Clifford Sifton fut en mesure de le satisfaire. Au début de 1901, il confia à James Hamilton Ross*, commissaire des travaux publics et trésorier des Territoires du Nord-Ouest, le poste de commissaire du Yukon. Le 1er mars, le premier ministre des territoires, Frederick William Gordon Haultain*, désigna Arthur Lewis Watkins Sifton comme successeur de Ross. Les autorités fédérales avaient octroyé aux territoires le plein gouvernement responsable en 1897. Toutefois, le rythme de la croissance démographique exigeait des installations et une infrastructure que la subvention annuelle d’Ottawa ne permettait plus du tout de financer. Les revendications en faveur de l’autonomie provinciale, défendues par le cabinet de Haultain, s’intensifiaient. Dès son entrée en fonction, Arthur Lewis Watkins Sifton embrassa cette cause. Il demanda des subsides additionnels pour les dépenses imprévues, puis se rendit à Ottawa avec Haultain en vue d’obtenir de meilleures conditions financières et, dans un avenir plus éloigné, l’autonomie. Il fut réélu avec une forte majorité en 1902.
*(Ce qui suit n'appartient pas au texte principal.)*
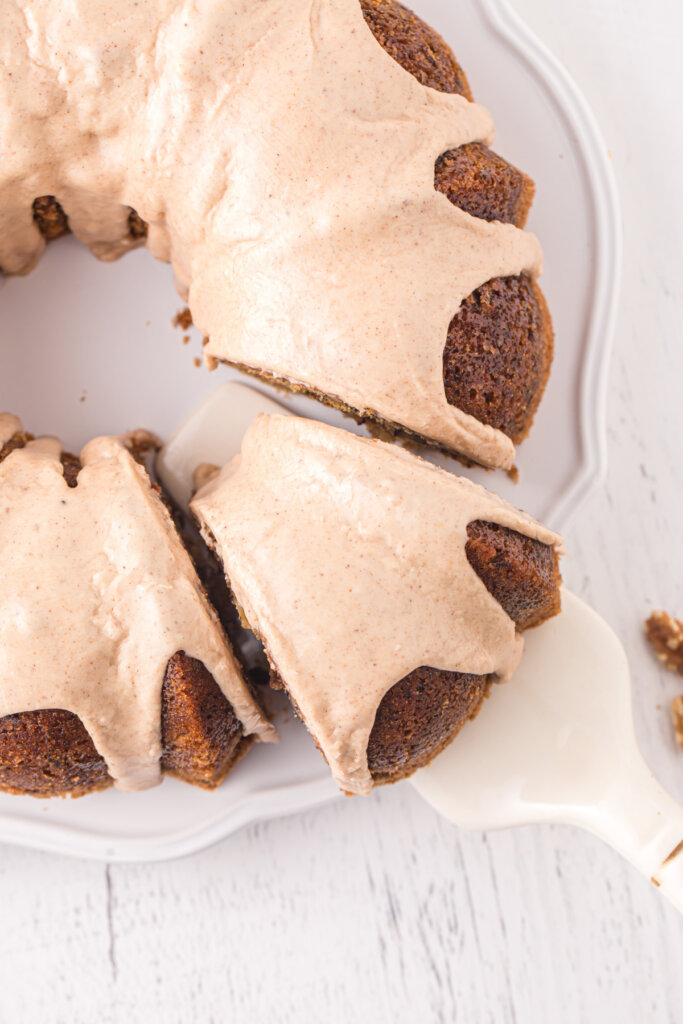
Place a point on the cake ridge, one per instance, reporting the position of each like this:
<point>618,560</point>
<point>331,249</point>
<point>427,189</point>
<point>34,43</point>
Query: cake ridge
<point>329,258</point>
<point>308,510</point>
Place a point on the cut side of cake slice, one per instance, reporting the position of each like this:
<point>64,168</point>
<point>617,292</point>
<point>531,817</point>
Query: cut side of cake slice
<point>115,668</point>
<point>389,594</point>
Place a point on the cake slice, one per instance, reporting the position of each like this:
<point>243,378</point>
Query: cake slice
<point>388,593</point>
<point>115,668</point>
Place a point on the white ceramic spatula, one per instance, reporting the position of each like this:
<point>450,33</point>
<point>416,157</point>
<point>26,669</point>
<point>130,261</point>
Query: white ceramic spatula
<point>554,744</point>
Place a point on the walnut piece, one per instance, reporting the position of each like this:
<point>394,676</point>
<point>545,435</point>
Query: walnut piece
<point>666,636</point>
<point>677,716</point>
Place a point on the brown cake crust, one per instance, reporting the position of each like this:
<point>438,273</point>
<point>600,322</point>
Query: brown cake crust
<point>499,347</point>
<point>49,753</point>
<point>52,222</point>
<point>425,710</point>
<point>500,344</point>
<point>499,353</point>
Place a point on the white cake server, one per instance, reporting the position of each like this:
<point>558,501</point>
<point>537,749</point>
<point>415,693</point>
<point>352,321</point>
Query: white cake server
<point>555,744</point>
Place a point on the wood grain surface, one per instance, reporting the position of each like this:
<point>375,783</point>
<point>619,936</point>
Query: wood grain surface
<point>376,909</point>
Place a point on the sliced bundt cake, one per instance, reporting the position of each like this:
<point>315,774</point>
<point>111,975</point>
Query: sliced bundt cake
<point>114,666</point>
<point>339,225</point>
<point>388,593</point>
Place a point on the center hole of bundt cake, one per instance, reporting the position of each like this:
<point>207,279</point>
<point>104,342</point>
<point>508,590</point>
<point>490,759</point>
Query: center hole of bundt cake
<point>90,348</point>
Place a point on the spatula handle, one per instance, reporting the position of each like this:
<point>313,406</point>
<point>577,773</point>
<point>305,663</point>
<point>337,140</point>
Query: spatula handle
<point>639,818</point>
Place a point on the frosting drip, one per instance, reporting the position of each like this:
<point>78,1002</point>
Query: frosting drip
<point>96,595</point>
<point>285,165</point>
<point>348,558</point>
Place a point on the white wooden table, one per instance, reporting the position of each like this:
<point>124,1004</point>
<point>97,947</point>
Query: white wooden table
<point>376,909</point>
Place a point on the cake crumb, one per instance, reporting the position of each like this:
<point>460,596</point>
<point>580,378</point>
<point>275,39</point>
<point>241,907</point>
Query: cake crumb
<point>666,636</point>
<point>183,318</point>
<point>677,718</point>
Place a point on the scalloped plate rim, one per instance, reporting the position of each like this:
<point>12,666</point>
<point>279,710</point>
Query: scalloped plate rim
<point>272,802</point>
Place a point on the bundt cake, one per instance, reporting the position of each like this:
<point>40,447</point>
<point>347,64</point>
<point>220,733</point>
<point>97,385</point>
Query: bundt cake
<point>114,666</point>
<point>388,593</point>
<point>337,224</point>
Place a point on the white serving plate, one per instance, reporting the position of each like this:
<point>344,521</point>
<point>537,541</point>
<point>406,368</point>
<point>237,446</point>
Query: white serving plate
<point>89,348</point>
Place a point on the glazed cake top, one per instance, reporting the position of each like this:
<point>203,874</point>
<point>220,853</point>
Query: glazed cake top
<point>96,595</point>
<point>348,559</point>
<point>285,164</point>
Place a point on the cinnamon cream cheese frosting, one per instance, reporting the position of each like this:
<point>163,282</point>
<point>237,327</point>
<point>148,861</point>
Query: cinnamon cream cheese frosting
<point>285,165</point>
<point>348,559</point>
<point>96,595</point>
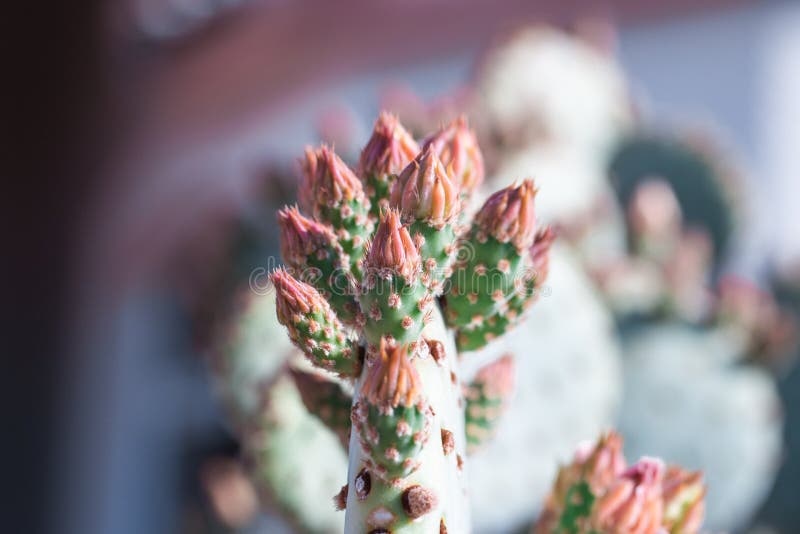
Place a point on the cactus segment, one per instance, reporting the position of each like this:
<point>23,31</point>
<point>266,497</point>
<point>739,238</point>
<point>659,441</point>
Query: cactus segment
<point>429,202</point>
<point>392,417</point>
<point>526,291</point>
<point>313,253</point>
<point>596,493</point>
<point>490,265</point>
<point>325,399</point>
<point>389,150</point>
<point>393,298</point>
<point>457,148</point>
<point>332,194</point>
<point>312,325</point>
<point>487,398</point>
<point>684,500</point>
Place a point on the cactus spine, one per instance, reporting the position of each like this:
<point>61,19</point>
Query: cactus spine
<point>365,306</point>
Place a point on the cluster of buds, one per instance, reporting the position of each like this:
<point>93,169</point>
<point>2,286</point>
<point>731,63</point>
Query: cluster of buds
<point>366,306</point>
<point>599,493</point>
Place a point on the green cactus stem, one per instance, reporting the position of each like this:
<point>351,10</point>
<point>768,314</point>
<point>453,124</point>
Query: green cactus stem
<point>433,494</point>
<point>327,400</point>
<point>392,418</point>
<point>487,398</point>
<point>596,494</point>
<point>527,290</point>
<point>314,255</point>
<point>387,153</point>
<point>333,195</point>
<point>491,262</point>
<point>429,203</point>
<point>457,148</point>
<point>313,325</point>
<point>393,298</point>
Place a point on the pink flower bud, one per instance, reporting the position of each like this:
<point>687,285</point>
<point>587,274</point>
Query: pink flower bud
<point>327,182</point>
<point>457,148</point>
<point>509,216</point>
<point>301,236</point>
<point>424,191</point>
<point>294,297</point>
<point>389,149</point>
<point>392,248</point>
<point>633,503</point>
<point>391,378</point>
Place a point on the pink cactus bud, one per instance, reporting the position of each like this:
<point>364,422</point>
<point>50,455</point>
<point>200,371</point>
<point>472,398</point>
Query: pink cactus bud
<point>327,181</point>
<point>684,500</point>
<point>301,236</point>
<point>540,254</point>
<point>457,148</point>
<point>633,504</point>
<point>424,191</point>
<point>603,463</point>
<point>392,248</point>
<point>509,216</point>
<point>392,378</point>
<point>654,210</point>
<point>294,297</point>
<point>389,149</point>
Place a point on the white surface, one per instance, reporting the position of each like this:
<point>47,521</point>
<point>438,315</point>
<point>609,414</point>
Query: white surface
<point>568,387</point>
<point>686,402</point>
La carrière d’Arthur Lewis Watkins Sifton était alors sur le point de prendre un nouveau virage. Dès septembre 1901, son frère lui avait proposé le siège de juge en chef des Territoires du Nord-Ouest. Arthur Lewis Watkins avait estimé préférable de le refuser, car il venait tout juste d’assumer ses fonctions ministérielles, mais il avait bien précisé qu’il était intéressé à l’avoir plus tard. Il l’obtint en janvier 1903, lorsque le premier juge en chef de la Cour suprême, Thomas Horace McGuire, prit sa retraite. Assermenté le 13, Sifton exercerait cette fonction jusqu’au 16 septembre 1907, date à laquelle il deviendrait juge en chef de la Cour suprême de la nouvelle province de l’Alberta. Tout comme au moment de son entrée au gouvernement territorial, la presse conservatrice dénonça sa nomination. Il s’agissait, dit-elle, d’un cas flagrant de népotisme où l’on flairait l’intervention de Clifford Sifton, et non pas d’un choix justifié par le mérite. Pourtant, Arthur Lewis Watkins Sifton se montra très compétent, malgré une charge de travail exceptionnellement lourde. Dès juillet 1903, il put dire à Clifford : « Ce travail me plaît davantage que je ne l’aurais cru et la plupart des gens semblent maintenant satisfaits. » En reconnaissance de ses services, la University of Alberta lui décernerait un doctorat en droit le 13 octobre 1908.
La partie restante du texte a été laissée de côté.